His mother cleared her throat. ‘So that Dawson man came round.’
He looked up from pictures of cherries reclining on icing. ‘And you were going to tell me when?’
‘Would it be important?’
‘What did he say?’
‘That man.’
‘What did he want?’
‘Well, I asked him if it was an electrics query, didn’t I, and he said yes. He said it very probably was.’
‘Very probably was.’
‘You know how he’ll talk.’
‘You answered the phone.’
‘You’ll listen. He came round in person. A mouth for mystery that man. Said, “That’s right, it’s an illumination issue.” Illumination issue! To describe the lights!’
She returned to her work. The kitchen’s one light — a long fluorescent tube, 60 watts, drywall patching involved — made a ghost of her. He felt sure the loose skin falling from her throat was a new thing, like the thinning of her hair this last year and the swelling of her ankles before that. The ageing process, with its small adjustments, seemed to pick on one or two small items at a time.

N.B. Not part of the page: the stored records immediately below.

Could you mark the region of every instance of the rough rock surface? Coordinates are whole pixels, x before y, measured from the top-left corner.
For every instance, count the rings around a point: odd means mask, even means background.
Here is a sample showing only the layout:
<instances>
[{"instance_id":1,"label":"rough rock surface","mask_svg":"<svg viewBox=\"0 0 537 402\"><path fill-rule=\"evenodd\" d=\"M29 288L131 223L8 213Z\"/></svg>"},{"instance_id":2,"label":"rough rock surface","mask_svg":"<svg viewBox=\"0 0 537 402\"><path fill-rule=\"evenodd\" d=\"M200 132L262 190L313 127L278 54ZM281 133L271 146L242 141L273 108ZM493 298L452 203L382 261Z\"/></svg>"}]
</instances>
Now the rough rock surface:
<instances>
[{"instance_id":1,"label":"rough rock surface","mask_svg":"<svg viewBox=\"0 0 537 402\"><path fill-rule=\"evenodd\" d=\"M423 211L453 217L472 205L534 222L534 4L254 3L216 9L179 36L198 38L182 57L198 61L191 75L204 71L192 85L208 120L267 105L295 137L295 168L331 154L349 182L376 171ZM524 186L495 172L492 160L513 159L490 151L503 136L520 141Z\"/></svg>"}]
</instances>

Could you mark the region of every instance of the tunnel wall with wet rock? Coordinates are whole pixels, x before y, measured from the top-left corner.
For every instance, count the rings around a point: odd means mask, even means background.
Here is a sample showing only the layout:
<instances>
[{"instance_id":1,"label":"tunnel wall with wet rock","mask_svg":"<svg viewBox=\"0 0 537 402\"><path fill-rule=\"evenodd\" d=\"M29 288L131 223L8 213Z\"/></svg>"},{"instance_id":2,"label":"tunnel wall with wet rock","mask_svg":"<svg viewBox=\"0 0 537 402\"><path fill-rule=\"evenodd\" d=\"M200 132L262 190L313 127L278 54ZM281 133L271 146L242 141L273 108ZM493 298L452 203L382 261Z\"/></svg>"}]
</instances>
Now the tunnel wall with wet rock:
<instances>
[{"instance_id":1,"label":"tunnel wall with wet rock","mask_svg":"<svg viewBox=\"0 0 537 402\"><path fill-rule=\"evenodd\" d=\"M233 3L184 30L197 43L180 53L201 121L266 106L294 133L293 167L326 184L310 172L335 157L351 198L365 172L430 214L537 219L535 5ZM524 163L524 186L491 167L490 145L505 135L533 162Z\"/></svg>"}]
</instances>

When he was growing up in this house there had been a picture of a long-haired Jesus in here, above the fridge. The dull buzz from the fridge had seemed to creep so coolly from Our Saviour’s eyes and his half-smile seemed to speak of a love for acid rock. In the background of the picture was a woman in a blue veil standing in a burning bush. As a child he’d always looked at it and thought, If the bush is burning she should go stand on the grass. The parables he liked best as a kid were the ones based in common sense. It took him years to start despising their simplicity.

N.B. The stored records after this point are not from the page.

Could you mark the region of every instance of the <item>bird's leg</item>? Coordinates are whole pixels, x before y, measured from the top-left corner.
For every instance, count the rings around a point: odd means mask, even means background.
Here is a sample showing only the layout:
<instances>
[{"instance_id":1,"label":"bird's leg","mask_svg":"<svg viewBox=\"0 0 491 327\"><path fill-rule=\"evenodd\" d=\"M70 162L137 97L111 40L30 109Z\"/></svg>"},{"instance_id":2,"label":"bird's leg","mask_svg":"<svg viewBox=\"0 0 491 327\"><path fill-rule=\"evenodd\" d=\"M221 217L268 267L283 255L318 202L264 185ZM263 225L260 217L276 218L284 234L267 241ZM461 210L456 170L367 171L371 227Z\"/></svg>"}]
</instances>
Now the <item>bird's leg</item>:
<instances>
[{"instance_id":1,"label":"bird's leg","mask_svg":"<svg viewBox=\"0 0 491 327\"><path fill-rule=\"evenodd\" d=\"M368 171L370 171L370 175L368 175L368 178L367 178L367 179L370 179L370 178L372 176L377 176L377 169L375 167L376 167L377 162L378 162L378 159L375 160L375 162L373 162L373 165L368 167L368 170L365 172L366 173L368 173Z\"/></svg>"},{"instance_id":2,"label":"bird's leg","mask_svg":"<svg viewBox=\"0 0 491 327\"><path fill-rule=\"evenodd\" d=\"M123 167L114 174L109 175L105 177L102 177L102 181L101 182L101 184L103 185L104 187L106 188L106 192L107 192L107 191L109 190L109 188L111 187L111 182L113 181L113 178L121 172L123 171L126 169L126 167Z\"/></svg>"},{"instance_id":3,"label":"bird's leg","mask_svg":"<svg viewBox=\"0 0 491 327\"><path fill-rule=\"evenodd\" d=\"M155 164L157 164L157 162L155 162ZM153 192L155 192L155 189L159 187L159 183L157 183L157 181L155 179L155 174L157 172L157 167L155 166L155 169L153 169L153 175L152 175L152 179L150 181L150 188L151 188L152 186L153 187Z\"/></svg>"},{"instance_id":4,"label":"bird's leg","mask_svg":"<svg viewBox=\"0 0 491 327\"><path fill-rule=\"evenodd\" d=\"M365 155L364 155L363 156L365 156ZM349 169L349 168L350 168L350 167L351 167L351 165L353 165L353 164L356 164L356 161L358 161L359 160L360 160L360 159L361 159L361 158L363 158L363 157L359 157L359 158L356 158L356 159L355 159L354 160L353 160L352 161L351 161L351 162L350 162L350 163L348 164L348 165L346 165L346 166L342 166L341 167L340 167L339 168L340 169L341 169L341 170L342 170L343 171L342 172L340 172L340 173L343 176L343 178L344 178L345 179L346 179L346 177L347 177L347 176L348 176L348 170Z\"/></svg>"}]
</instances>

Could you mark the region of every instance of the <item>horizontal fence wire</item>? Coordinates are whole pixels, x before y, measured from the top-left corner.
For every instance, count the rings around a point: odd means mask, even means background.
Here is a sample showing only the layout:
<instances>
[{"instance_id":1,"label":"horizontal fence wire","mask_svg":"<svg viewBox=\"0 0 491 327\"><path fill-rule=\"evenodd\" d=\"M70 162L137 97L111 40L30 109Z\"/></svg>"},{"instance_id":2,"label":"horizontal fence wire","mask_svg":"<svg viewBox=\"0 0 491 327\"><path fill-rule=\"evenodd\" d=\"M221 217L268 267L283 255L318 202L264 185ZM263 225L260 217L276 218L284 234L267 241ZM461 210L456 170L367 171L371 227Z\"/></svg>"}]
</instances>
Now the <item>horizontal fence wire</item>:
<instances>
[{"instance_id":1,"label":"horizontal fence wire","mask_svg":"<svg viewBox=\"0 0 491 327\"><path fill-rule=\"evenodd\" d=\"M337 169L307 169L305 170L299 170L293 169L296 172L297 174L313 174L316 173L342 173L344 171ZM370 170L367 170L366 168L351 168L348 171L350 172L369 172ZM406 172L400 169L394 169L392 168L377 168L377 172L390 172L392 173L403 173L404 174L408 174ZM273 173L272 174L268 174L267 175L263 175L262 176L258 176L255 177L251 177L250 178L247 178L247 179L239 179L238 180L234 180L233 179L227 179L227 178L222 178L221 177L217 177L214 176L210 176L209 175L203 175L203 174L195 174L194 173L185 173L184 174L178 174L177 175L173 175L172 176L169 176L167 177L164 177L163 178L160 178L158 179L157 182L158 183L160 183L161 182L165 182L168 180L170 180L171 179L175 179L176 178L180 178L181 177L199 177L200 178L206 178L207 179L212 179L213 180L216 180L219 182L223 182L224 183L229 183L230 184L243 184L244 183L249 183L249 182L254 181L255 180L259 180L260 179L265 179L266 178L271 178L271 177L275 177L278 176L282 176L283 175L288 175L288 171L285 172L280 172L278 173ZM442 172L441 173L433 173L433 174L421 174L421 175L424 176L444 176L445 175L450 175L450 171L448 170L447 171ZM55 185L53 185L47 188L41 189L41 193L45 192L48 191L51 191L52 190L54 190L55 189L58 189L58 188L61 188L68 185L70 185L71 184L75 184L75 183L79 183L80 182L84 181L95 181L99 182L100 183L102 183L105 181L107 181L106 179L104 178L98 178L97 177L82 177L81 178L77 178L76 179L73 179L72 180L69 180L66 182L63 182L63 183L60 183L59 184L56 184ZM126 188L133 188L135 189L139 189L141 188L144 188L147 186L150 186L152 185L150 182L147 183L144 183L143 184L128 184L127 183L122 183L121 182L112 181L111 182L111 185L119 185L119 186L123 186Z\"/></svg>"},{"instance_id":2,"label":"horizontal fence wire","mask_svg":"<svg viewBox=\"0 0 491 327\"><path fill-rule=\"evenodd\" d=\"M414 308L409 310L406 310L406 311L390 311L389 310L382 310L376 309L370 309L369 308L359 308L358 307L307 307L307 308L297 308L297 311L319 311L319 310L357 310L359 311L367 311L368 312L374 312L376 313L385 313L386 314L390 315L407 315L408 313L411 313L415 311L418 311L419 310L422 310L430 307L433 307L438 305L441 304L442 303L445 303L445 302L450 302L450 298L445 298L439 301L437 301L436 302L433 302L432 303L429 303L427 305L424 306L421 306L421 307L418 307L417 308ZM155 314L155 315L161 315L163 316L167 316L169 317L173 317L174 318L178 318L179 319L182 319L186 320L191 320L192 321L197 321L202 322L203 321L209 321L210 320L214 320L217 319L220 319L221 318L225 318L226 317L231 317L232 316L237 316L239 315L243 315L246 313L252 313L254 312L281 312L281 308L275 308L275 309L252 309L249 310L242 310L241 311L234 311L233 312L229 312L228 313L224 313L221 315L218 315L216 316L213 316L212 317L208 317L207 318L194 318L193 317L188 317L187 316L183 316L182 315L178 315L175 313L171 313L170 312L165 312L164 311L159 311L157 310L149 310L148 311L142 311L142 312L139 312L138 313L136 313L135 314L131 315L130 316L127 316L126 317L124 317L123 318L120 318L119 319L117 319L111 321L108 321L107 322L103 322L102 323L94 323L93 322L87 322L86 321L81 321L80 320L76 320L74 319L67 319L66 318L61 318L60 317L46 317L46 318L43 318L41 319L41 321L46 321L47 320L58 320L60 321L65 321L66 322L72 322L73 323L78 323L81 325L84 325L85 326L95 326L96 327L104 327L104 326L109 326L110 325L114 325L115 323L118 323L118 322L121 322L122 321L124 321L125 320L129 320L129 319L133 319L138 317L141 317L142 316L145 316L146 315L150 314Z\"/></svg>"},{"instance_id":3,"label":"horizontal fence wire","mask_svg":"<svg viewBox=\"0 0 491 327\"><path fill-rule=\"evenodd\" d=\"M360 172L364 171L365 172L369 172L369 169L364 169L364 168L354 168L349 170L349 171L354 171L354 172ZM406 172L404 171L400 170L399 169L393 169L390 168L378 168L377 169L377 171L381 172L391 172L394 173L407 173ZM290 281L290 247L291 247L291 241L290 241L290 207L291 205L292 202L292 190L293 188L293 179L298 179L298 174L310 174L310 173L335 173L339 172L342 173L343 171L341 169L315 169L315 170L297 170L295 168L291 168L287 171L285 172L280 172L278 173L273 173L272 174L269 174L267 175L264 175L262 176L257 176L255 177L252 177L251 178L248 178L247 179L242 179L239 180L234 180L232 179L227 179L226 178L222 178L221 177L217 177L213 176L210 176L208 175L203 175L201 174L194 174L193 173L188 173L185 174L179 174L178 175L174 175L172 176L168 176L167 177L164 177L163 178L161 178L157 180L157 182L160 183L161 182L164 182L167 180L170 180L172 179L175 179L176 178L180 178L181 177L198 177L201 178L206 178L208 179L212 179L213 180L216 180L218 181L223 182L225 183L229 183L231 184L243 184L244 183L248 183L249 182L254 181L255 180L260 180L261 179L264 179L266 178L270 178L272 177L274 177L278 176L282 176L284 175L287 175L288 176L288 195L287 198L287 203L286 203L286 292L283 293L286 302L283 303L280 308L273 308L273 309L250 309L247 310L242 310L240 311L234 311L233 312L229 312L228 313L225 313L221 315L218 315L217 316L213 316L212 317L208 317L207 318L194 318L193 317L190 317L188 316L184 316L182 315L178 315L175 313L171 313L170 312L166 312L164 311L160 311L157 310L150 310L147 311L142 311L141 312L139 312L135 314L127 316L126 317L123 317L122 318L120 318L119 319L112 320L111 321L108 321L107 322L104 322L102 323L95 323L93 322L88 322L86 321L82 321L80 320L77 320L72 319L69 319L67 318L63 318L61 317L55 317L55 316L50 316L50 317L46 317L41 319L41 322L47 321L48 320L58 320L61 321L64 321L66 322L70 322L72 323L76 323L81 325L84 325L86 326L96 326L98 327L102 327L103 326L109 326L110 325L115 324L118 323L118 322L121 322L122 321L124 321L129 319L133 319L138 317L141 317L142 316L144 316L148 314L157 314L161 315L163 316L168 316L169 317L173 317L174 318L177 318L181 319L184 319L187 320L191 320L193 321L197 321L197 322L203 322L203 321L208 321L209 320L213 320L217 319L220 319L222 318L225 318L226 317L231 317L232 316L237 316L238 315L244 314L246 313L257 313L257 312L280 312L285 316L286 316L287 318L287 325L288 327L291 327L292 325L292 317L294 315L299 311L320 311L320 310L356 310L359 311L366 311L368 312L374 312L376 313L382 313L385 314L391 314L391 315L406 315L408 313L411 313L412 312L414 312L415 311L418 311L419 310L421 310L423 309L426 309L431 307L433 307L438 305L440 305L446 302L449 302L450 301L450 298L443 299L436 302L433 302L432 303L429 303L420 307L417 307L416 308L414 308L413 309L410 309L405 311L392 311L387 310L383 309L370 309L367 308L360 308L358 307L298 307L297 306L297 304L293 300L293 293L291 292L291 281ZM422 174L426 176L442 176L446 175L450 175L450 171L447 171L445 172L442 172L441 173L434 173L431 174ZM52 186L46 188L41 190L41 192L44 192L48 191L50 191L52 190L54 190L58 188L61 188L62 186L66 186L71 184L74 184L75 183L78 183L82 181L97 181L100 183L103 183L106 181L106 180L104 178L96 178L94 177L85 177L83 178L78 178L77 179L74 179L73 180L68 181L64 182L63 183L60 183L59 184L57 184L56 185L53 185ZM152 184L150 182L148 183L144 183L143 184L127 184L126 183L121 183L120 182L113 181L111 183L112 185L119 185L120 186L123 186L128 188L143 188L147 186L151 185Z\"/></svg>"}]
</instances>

His father had loved that picture of Jesus. Stared at it in the early days, when they still said grace before meals. Why did they stop? It was hard to recall. Buried the picture with him. A new suit, a new tie. He had looked much smarter in death than he had in life. Hair combed and skin smelling of cologne.

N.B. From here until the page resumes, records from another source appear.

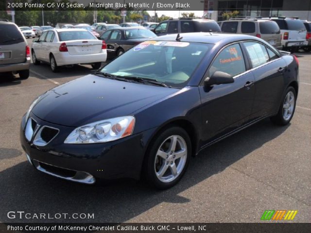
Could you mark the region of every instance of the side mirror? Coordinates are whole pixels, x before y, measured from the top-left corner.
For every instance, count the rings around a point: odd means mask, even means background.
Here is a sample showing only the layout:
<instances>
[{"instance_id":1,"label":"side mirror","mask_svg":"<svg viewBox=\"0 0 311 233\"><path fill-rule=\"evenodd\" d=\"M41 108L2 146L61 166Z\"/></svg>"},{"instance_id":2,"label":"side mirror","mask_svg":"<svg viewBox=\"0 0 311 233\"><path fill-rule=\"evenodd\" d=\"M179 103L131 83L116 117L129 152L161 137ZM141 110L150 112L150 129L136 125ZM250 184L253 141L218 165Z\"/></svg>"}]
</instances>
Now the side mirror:
<instances>
[{"instance_id":1,"label":"side mirror","mask_svg":"<svg viewBox=\"0 0 311 233\"><path fill-rule=\"evenodd\" d=\"M204 80L204 87L207 87L212 85L231 83L234 80L231 75L222 71L215 71L210 77L207 77Z\"/></svg>"}]
</instances>

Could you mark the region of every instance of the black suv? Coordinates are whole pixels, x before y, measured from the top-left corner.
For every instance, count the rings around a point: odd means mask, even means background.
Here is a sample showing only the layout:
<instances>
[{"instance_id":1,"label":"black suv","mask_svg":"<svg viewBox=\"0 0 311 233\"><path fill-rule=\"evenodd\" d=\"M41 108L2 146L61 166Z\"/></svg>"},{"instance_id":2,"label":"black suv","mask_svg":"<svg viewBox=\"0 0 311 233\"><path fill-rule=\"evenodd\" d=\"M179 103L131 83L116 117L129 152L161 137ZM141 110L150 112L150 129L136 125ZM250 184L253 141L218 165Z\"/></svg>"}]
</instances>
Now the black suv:
<instances>
[{"instance_id":1,"label":"black suv","mask_svg":"<svg viewBox=\"0 0 311 233\"><path fill-rule=\"evenodd\" d=\"M163 21L152 30L160 36L175 33L200 32L220 32L220 27L214 20L202 18L180 18Z\"/></svg>"}]
</instances>

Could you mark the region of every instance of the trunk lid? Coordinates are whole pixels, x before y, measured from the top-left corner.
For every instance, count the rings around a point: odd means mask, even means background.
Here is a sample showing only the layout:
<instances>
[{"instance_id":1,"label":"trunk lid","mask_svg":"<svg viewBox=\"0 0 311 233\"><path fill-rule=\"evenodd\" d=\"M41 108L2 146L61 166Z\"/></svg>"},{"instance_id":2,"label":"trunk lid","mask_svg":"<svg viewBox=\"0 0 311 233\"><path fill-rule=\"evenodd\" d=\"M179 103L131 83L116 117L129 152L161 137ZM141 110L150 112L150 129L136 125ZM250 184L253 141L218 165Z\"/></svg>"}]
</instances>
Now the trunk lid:
<instances>
[{"instance_id":1,"label":"trunk lid","mask_svg":"<svg viewBox=\"0 0 311 233\"><path fill-rule=\"evenodd\" d=\"M70 55L99 53L102 50L102 42L99 40L76 40L66 41L68 52Z\"/></svg>"}]
</instances>

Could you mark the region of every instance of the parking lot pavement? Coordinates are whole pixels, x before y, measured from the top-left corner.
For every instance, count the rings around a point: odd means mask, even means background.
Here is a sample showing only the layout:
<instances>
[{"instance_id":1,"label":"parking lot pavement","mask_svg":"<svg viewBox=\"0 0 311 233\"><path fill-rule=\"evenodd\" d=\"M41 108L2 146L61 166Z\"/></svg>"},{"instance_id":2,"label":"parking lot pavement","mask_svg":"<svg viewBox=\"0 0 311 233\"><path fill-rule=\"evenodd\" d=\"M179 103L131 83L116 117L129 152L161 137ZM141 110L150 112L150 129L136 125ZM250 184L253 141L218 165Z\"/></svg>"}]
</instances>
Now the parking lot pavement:
<instances>
[{"instance_id":1,"label":"parking lot pavement","mask_svg":"<svg viewBox=\"0 0 311 233\"><path fill-rule=\"evenodd\" d=\"M297 53L300 86L291 124L264 120L202 151L181 182L165 191L140 182L81 185L35 170L20 146L22 115L39 94L90 72L86 67L53 74L32 65L26 80L0 79L0 222L8 211L94 213L76 222L259 222L265 210L297 210L293 222L311 219L311 53ZM35 71L35 72L34 72ZM77 91L79 91L78 90Z\"/></svg>"}]
</instances>

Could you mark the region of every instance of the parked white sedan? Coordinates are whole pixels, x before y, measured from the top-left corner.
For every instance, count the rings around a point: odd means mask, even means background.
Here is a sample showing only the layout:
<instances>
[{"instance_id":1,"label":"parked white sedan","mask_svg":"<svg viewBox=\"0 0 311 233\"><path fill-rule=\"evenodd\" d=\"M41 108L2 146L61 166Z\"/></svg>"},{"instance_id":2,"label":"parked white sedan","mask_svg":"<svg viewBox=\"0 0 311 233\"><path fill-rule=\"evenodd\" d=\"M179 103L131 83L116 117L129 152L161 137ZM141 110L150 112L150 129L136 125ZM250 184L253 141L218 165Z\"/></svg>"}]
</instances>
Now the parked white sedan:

His father’s necktie had been secured with what the undertaker called a half-Windsor. To Dan’s eyes the knot looked lopsided. He was fourteen. He wanted to improve it. To improve it he had to remove it, put the tie around his own neck, remind himself of the rules. He felt he was dressing for school but after the funeral he didn’t go to school for weeks. He walked the streets instead, met people who told him they’d look out for him, pay him for little jobs. Once the knot was nice he slipped the tie back over his father’s head, unsettling only a little of the make-up on the ears.